Few studies have focused on the importance of pDCs and their influence on mDCs and vice versa [3537]. We observed that patients with low ratios of mDCs:pDCs, who also had a CD8+ T-cell response to Her-2, had better survival compared to those with high ratios of mDCs:pDCs and no CD8+ T-cell response to Her-2, again indicating the importance of pDCs. In our study, patients with high levels of mDCs and a CD8+ T-cell response to Her-2 had better survival compared to those with high levels of mDCs and no CD8+ T-cell response to Her-2. This might be due to defective mDCs lacking efficient antigen presentation capacity, which might in turn be due to the lack of sufficient pDCs in these patients that produce type I IFNs indirectly affecting the activation of mDCs.
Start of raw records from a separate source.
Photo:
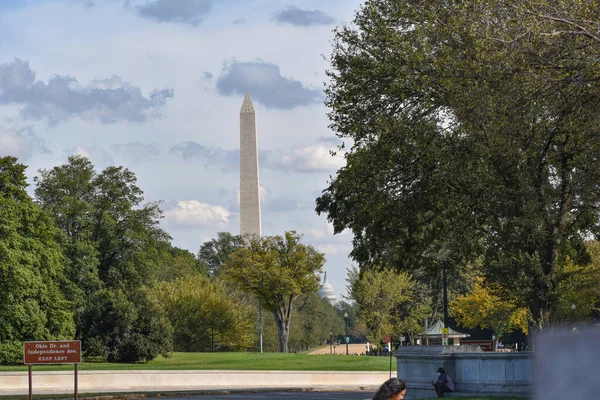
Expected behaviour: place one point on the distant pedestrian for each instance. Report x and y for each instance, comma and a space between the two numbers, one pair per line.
392, 389
444, 383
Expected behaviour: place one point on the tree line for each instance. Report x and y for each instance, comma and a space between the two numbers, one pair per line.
86, 259
470, 134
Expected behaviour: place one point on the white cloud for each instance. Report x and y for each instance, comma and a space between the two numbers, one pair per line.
188, 12
96, 154
106, 100
194, 213
267, 85
19, 143
312, 158
331, 248
296, 16
136, 151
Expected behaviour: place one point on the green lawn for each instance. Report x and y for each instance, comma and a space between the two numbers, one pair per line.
237, 361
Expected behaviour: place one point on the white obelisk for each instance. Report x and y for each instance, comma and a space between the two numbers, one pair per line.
249, 183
It is known that activated pDCs can stimulate adjacent mDCs by the production of type I IFNs that could enhance their ability to cross-prime CD8+ T-cells. This notion is supported by mouse studies showing that type I IFNs play an important role in the induction of anti-tumor responses [4, 38].
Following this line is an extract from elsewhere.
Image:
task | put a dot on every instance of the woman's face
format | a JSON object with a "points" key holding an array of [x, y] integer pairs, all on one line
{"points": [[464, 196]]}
A previous clinical study on metastatic melanoma showed that activated pDCs injected into lymph nodes resulted in the induction of TAA-specific CD8+ T-cells, some of which had high functional activity. From the retrospective analysis in that study, it was observed that patients treated with autologous TLR-activated and tumor antigen-loaded pDCs had increased survival compared to patients treated with chemotherapy [27]. Also, I-IFNs derived from pDCs are known to regulate T cell function, which includes long term T-cell survival and memory Th1 polarization, CD8+ T-cell cytotoxicity and IFN-γ production [39]. pDCs exert their effect snot only on T-cells but on NK cells as well, and they are known to increase NK cell-mediated cytotoxicity and IFN-γ production [40]. Our findings in the current study indicate an important role of Her-2-specific T-cells in patients having higher levels of circulating pDCs. We observed either CD4+ T-cell responses to Her-2, or both CD4+ and CD8+ T-cell responses, in almost all patients, although the majority of tumors had low expression of this molecule according to routine pathology (Her-2-0, 1, 2). This is consistent with the benefit of Her-2 vaccination that patients may experience even when their resected tumors are classified as having low or no expression of Her-2, as reported in some studies [41, 42].

Conclusions

Our results from the present study emphasize the importance of the presence of high levels of circulating pDCs, low levels of immunosuppressive cells and the presence of CD8+ T-cell responses to Her-2 in predicting a favorable outcome in breast cancer patients both for all patients, and when only non-metastatic patients were considered. High levels of pDCs in blood, particularly in non-metastatic patients might reflect that they have not been sequestered by the tumor, hence there might be more pDCs available in the lymph node for TAA presentation, which in turn could enhance the induction of specific T-cells. On the other hand, the finding that high levels of pDCs and the presence of a CD8+ T-cell response to Her-2 were independent positive survival indicators according to multivariate Cox analysis suggests that mechanisms other than antigen presentation are responsible for the positive association of higher levels of circulating pDCs with survival in breast cancer. Regardless of the reason for these findings, the major observation from this study remains that circulating pDCs are positive prognostic indicators. Defining blood immune biomarkers informative for survival could not only enable prediction of an individual patient’s disease course without the need for biopsies, with all their limitations (limited access, unpleasant, potential triggering metastasis), but also provide information on the mechanisms mediating more successful cancer control by the immune system. Thus, measuring blood pDCs could represent part of a relatively simple blood test facilitating personalized interventions specifically tailored to the immune capacity of each individual patient.